This blog by Ben Donaldson, UNA-UK's Head of Campaigns , was originally published on 7 March 2018 by Control Arms - a coalition which works to end the flow of arms and ammunition that fuel conflict, poverty and human rights abuses.

Whatever good the UK might be doing on overseas aid or peacekeeping, the UK is severely undermining it on Yemen.

The level of destruction is eye-watering.

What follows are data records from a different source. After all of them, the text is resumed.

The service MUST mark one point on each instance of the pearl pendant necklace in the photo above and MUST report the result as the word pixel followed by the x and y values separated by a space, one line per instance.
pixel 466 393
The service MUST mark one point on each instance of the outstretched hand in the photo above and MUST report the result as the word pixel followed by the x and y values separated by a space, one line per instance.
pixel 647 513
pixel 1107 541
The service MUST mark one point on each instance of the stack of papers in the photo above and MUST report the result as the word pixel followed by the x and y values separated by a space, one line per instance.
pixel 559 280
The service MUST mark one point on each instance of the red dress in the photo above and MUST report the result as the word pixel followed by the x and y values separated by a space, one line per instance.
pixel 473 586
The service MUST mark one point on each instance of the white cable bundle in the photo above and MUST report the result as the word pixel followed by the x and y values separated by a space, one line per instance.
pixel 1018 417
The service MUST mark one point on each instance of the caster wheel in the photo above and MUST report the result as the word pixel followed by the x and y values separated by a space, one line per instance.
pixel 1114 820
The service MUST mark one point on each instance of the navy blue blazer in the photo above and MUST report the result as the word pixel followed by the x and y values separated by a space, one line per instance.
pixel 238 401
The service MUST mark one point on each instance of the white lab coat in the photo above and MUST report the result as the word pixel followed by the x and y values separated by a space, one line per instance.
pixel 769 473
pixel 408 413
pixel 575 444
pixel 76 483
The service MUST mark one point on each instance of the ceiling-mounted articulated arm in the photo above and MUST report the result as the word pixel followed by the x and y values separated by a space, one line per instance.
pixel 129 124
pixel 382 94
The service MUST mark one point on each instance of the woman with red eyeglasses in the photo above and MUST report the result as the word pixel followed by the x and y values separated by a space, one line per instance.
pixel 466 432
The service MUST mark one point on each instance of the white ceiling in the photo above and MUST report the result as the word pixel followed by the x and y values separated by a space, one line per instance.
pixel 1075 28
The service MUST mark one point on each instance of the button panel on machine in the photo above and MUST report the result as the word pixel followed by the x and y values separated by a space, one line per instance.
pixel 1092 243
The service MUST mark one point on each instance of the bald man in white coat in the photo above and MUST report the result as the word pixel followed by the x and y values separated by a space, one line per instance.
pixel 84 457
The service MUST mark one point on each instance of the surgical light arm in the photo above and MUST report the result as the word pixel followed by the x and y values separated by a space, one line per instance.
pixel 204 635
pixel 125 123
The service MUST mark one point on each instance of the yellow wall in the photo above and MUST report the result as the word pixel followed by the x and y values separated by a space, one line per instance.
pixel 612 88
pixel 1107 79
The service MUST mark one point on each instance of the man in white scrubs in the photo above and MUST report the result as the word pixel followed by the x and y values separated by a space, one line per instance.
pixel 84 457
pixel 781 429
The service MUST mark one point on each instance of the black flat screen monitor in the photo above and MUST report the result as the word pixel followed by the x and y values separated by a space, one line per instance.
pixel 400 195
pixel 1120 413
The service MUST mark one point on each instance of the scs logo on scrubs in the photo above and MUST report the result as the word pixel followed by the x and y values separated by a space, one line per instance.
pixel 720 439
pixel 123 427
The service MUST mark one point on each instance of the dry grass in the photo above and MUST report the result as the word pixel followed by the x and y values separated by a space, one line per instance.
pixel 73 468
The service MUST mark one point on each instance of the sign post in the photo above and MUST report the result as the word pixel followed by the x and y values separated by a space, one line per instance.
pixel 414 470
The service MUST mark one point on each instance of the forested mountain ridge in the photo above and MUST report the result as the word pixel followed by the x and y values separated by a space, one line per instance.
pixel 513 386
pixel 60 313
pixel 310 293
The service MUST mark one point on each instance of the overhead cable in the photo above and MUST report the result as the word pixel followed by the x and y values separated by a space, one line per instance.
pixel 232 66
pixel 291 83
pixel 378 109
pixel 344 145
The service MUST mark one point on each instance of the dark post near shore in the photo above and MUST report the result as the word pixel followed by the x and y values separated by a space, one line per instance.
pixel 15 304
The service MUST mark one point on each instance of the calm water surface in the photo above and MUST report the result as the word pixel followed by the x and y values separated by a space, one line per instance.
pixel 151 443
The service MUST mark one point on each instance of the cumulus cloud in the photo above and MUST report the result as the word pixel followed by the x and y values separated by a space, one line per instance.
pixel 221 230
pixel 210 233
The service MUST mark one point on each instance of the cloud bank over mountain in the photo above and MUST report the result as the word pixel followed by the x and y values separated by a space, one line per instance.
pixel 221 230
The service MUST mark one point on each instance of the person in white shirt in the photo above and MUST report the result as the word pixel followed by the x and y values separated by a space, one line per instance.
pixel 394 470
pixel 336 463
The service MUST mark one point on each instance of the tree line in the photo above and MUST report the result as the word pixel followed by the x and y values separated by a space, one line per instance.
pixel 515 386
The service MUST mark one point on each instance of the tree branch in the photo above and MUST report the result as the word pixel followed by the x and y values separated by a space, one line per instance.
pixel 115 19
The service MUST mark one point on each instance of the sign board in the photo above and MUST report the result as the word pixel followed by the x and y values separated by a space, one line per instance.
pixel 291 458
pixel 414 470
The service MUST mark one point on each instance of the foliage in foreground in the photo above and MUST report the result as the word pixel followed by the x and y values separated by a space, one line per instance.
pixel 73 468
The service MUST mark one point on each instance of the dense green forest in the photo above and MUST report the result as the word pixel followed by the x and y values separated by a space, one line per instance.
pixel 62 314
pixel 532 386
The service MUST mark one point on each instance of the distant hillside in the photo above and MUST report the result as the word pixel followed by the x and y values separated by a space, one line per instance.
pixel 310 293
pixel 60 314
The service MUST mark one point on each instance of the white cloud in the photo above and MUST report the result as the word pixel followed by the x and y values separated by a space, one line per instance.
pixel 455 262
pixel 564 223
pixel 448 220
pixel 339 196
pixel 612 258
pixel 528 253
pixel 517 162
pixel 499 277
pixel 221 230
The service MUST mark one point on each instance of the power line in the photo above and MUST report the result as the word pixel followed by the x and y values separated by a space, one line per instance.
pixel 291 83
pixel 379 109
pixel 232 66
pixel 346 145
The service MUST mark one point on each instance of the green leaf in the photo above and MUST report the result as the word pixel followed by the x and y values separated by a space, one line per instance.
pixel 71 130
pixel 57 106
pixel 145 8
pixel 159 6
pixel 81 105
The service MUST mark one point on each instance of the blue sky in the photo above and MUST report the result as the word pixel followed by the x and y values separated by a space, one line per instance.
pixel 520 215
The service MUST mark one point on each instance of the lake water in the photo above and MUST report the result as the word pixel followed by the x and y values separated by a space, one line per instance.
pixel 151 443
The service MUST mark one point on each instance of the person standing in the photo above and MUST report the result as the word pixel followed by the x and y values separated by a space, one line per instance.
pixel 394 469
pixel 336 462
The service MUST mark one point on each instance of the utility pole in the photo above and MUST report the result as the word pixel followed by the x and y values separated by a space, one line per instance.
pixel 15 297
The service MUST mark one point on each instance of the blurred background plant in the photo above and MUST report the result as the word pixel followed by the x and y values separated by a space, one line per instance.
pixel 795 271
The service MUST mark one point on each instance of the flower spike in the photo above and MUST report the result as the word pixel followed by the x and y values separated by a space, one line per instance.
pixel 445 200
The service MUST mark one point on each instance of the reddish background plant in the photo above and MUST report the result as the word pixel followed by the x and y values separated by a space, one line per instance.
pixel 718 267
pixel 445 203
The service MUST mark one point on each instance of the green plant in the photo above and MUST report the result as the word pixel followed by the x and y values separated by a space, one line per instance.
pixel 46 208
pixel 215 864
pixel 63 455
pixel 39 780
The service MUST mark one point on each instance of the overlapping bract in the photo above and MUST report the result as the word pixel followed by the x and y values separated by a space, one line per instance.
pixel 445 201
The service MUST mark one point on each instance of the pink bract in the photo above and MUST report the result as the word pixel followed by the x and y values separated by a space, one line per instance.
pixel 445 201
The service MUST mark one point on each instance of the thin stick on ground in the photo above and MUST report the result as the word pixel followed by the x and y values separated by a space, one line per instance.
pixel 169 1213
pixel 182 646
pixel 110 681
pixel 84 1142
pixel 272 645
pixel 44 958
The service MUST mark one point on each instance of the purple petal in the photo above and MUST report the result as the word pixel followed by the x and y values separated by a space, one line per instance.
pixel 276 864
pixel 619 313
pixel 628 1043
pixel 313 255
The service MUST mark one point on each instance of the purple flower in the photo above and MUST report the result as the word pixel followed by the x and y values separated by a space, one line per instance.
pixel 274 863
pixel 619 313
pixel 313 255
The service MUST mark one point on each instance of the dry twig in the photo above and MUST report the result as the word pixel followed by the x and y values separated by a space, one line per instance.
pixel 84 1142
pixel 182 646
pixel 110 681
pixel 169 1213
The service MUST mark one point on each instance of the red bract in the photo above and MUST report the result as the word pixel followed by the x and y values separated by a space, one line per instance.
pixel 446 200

With each indiscriminate Saudi airstrike using British weapons, UK complicity deepens. The grim daily reality is on average 13 new civilian casualties. Hospitals, schools and weddings destroyed. Over a million infected with Cholera and eight times that number on the brink of famine. UNICEF Yemen summed it up: “There seems to be no hope”.

As a British citizen I am ashamed. How could Prime Minister Theresa May justify to a Yemeni whose life has been shattered, that this week she is playing host to the architect of much of this suffering: Saudi Crown Prince Mohammed bin Salman? That Britain is laying out the red carpet to help secure more trade with a country that an independent UN panel has accused of using the “threat of starvation as an instrument of war”?

The UK’s irresponsible approach to arms exports is in sharp contrast to increasing numbers of our European neighbours. When you combine recent announcements from Norway, Germany and Finland to the existing policies of Netherlands and Sweden to restrict exports to those intervening in Yemen, the UK looks increasingly like one of the bad guys.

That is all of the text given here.